These words aren't mine, but the thoughts are. I pulled the majority of them off Kate's Pinterest. :)
Maybe they will inspire you as much as they do me?
TGIF you mofos.
These words are mine:
OH MY GOSH has it been a trip getting off social media the last day and a half. It's not that I deleted the Instagram app entirely off my phone. OK. Maybe I deleted it and then added it and then deleted it and then added it because I can be neurotic like that sometimes. But the kruxt of all of this madness is that I can not and could not see the forest through the trees. So I have to retreat. It's this whole "non attachment" philosophy. Whenever I think I am beginning to NEED something, i.e. rely on it to a point of thinking I can't live without, then it's time to take a step back. I am a firehose. One thing about me is I do not know how to do anything half-way. The older I get, the more i see this and it's hard. Dang is it hard. I peek back in the social circle. I'm finding other ways to communicate. I'm seeing smiling faces, trying to find what is me.
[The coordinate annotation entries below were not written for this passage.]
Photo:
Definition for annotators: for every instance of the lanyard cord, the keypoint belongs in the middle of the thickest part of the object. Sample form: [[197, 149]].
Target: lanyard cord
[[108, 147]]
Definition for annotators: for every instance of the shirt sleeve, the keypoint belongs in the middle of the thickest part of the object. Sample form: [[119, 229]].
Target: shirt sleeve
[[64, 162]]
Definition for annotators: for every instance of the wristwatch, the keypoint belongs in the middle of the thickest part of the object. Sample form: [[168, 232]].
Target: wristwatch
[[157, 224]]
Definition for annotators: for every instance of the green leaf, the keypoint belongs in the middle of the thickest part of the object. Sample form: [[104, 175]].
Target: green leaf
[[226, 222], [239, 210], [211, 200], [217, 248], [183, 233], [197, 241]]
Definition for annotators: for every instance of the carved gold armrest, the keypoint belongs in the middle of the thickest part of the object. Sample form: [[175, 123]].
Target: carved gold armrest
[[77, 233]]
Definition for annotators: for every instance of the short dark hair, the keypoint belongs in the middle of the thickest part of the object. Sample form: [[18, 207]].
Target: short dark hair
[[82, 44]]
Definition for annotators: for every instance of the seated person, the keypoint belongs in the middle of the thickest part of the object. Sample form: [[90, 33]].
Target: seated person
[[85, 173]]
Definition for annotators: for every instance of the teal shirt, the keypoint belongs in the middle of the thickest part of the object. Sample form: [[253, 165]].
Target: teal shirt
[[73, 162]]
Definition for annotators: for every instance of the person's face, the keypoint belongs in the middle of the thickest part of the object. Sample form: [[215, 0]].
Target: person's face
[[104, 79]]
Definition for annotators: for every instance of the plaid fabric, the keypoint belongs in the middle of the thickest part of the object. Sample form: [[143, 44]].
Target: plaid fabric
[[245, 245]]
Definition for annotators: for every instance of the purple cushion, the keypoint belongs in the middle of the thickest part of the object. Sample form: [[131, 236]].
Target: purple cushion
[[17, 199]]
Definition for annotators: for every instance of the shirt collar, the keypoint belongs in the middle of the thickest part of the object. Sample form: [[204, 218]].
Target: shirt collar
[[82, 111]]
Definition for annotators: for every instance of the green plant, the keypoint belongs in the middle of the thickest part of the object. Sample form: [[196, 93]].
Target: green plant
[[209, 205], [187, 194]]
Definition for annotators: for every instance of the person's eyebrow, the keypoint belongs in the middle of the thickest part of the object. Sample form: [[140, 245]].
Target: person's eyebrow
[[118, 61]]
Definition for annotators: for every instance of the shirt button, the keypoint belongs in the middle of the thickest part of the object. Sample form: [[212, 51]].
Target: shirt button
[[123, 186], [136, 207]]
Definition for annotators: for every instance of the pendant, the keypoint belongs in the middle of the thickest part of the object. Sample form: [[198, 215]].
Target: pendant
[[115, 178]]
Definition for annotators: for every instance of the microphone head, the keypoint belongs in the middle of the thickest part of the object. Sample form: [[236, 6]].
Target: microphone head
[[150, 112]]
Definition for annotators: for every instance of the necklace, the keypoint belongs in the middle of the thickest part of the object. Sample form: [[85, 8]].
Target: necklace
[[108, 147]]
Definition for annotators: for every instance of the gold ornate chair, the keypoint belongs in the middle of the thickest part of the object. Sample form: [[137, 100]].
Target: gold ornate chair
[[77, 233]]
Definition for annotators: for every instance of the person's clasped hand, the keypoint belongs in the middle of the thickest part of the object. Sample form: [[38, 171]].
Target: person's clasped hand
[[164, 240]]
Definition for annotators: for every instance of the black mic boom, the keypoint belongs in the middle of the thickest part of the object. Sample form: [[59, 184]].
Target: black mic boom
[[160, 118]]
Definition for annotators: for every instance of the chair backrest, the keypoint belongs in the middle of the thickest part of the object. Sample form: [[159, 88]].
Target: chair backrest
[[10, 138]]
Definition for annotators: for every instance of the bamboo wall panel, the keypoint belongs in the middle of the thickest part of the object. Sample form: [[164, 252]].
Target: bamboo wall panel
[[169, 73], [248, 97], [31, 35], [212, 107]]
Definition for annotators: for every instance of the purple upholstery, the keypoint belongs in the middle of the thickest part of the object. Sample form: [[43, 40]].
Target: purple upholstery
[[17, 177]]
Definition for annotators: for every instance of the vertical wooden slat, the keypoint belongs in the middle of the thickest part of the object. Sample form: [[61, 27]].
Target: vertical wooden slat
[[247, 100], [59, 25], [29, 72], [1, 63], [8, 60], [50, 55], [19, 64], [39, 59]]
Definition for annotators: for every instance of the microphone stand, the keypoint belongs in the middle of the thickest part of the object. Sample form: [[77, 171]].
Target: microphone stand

Maybe I'll never know me and I have to be OK with the fact that who I am, who we are is always a moving target. Maybe I'll never hit dead center and that's not perhaps life's aim. Maybe the target isn't ME, maybe it's that I won't ever hit any target that ISN'T me. Dead center.
For now, defining what is me by what isn't.
I'll be swimming, bathing, playing, slurping, slowly drinking in my ink. Inkedfingers. ink.